Hoje, mais de 70 mil militantes estão convocados para escolher o próximo líder do PSD, Rui Rio ou Pedro Santana Lopes. Os candidatos percorreram Portugal de norte a sul para mobilizar os seus eleitores e defrontaram-se em três debates. Ao longo dos últimos dias, a cobertura mediática tem-se centrado sobre as diferenças entre candidatos e o lugar ideológico que o PSD deveria ocupar no nosso sistema partidário. As previsões são arriscadas, tendo em conta a dificuldade em fazer sondagens aos militantes.
No entanto, há uma questão mais importante, que está a montante do debate sobre o duelo Rio-Santana, a saber, a própria natureza da eleição de hoje. As directas foram introduzidas em Portugal para — supostamente — abrir os partidos à sociedade civil, permitindo maior escolha aos cidadãos. Mas na verdade elas foram um passo na direcção errada, porque não contribuem para a qualidade da democracia. Pelo contrário: trata-se de uma americanização da política que mina os partidos por dentro, enfraquecendo-os.
As directas vieram retirar, decisivamente, poderes ao único órgão — o congresso partidário — que contrariava o poder do líder. E como é que chegámos aqui? O primeiro partido a avançar para a eleição directa do líder foi o Partido Socialista em 1998, tendo António Guterres sido o primeiro secretário-geral eleito dessa forma. Ao inovar nesse sentido, o PS inicia uma trajectória que empurra os restantes partidos na mesma direcção. A partir do momento em que um líder é eleito de forma directa, os outros não quiseram ficar atrás na legitimação pelas urnas. Mesmo que a mobilização dos militantes raramente seja elevada, como é o caso em várias das eleições deste tipo que já tivemos em Portugal. E se anuncia para hoje também.
Em 2006, o PSD seguiu o mesmo caminho, tendo Luis Filipe Menezes e Pedro Santana Lopes sido os principais defensores das directas nesse partido. É preciso realçar que no caso do PSD este esvaziamento do congresso foi talvez o mais brutal. É que, em parte devido à morte prematura do seu líder histórico, as mudanças de líder foram muito mais frequentes neste partido, e o congresso era de facto o fórum por excelência onde as várias fações do partido se digladiavam. Agora tudo acontece muito mais às escuras, na organização de militantes para eleger este ou aquele candidato.

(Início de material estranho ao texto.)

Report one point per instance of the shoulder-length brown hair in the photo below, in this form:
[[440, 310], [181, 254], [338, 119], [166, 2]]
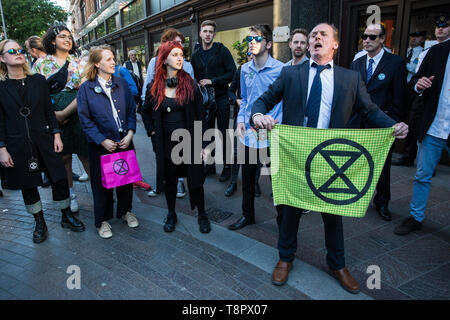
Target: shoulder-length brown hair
[[95, 56], [4, 68]]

Ao mesmo tempo que esvazia os partidos, as directas tornaram os líderes partidários ainda mais dependentes dos media. Estes para chegarem aos militantes só têm uma forma de o fazer: estar cada vez mais presentes nas televisões. Essa mediatização excessiva desvirtua o debate político em Portugal, que fica subordinado à imagem dos candidatos e do soundbite, em detrimento de um debate mais aprofundado. Além disso, deixa completamente de lado o papel que os partidos poderiam ter em promover a aproximação dos eleitores à política.
Este não só é um caminho errado que tomaram os partidos portugueses, ele também é minoritário na Europa. Isso pode ver-se num livro de William Cross e Jean-Benoit Pilet, The Politics of Party Leadership, publicado em 2015, que analisa a organização partidária em 14 países europeus de 1965 a 2012. Nesse estudo, os autores mostram que nestes países só 25% dos partidos é que usam directas, tendo os restantes mantido a eleição indirecta do líder, normalmente através da eleição no congresso.
Dos países onde se começou a eleger os lideres partidários directamente, vemos Itália ou Espanha, casos de grande desconfiança em relação aos partidos e insatisfação com a democracia. Os militantes são mobilizados ou instrumentalizados para votar. Uma vez cumprida a sua função o líder domina totalmente o partido, não havendo nenhum órgão de que efectivamente dependa ou que o fiscalize. Embora possa dizer que está legitimado pelas urnas, o que se fez foi desvitalizar ulteriormente os partidos.